Sarah Levy-Tanai Passes Away

October 3, 2005

Sarah Levy-Tanai, one of Israel’s foremost choreographers and contributors to Israeli cultural life passes away at the age of 95. Sarah was born in Jerusalem in 1910 or 1911 (She was never sure of her exact birth date) to Yemenite parents. During a typhus epidemic during World War I, all of her family died except for her and her father. Her father was too poor to care for her and she was placed in an orphanage , eventually being moved to a children’s home in Meir Shefeyah (located near Zichron Yaakov). The children’s home was run by Ashkenazi immigrants who exposed her and the other children to European music and art.

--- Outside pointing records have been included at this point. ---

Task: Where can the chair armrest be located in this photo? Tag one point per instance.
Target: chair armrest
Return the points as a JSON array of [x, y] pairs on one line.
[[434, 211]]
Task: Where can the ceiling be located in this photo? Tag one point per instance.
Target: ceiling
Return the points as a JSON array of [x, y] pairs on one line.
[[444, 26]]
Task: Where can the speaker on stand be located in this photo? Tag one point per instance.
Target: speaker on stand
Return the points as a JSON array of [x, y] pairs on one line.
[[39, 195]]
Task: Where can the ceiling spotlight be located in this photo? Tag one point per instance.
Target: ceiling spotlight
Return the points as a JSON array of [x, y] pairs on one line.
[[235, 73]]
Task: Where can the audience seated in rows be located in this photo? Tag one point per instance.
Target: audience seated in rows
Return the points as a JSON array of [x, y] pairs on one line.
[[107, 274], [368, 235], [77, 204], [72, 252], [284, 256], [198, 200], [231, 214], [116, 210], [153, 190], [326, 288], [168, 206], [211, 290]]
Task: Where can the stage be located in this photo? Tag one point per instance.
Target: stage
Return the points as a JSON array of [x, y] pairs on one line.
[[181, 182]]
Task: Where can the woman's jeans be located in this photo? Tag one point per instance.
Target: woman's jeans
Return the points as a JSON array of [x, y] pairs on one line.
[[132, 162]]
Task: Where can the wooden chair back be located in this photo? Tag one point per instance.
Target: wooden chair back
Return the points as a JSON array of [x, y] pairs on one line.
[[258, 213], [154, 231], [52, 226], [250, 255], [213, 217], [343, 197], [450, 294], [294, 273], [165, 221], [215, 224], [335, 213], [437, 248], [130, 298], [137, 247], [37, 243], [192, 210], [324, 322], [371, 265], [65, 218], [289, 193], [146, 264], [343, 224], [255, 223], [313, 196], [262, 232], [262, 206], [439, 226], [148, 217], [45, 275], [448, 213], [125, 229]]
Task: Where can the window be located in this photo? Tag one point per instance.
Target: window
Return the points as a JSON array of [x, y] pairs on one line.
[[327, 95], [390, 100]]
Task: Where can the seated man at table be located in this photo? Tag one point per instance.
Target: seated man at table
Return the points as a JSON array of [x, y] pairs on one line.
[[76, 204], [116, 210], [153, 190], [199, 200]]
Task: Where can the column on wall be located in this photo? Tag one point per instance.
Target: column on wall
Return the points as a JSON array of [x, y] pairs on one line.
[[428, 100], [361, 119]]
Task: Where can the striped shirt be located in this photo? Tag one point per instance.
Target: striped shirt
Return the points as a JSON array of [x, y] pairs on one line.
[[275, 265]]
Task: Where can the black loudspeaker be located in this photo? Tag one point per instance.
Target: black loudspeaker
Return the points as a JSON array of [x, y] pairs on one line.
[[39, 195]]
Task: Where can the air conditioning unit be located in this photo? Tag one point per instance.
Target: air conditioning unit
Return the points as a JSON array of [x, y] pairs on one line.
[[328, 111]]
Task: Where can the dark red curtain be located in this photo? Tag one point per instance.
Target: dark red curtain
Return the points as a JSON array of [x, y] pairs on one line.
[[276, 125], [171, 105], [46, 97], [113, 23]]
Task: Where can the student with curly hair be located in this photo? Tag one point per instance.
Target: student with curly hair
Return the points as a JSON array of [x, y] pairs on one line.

Sarah Levy-Tanai began producing small plays and later became a kindergarten teacher where she composed songs and dances for her students. During World War II, while her husband was fighting in the Jewish Brigade, she moved to Kibbutz Ramat Hakovesh where she encountered many of the leading women of the Israeli folk dance movement. After the influx of Yemeni Jews to Israel between 1948-1950, she began to seek out her own roots and incorporate Mizrahi and Sephardi culture into her art. In 1949, she founded the Inbal Dance Theater which she directed until the 1990’s. In 1973 she received the Israel Prize in Art, Music and Dance.